I've had days when I felt like I could just blend into the background. Like I don't even know who I am. I've had days when I thought no one would ever love me. Like no one would ever think I was beautiful, or even mildly attractive for that matter. So what changed? Well, my face certainly didn't, but my attitude did. Helped along by my first boyfriend (but let's not delve too deeply into that), I started to develop an actual persona, and started on the path towards 'me'.
I won't pretend that I'm wonderwoman. Sure, there are things I'd change. I wish my tummy was flatter, I wish my hair was more manageable, and I really wish I was less socially awkward. But I can get past all those things, because there's so much more beauty to life.
When I walk down the street now, I feel eyes on me. Maybe I'm wearing an outrageous outfit, or maybe I've got my legs out, or maybe I'm having a good hair day. Whatever it is, people notice me.

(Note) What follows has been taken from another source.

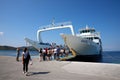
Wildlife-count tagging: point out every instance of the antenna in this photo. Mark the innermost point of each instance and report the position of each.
(53, 22)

They notice the confident young woman strutting down the street in whichever heels she threw on that morning, because she loves herself. And not in a bad way. In a way that gets people noticed. Which is pretty important in today's world, right?
Let me end with this. If there's a reason why you can't get to a state of self-confidence, maybe you need to make a change. Or maybe it's time to face up to the fact that no one in this world has the right to judge you, except for you. And if you can love yourself, so can everyone else.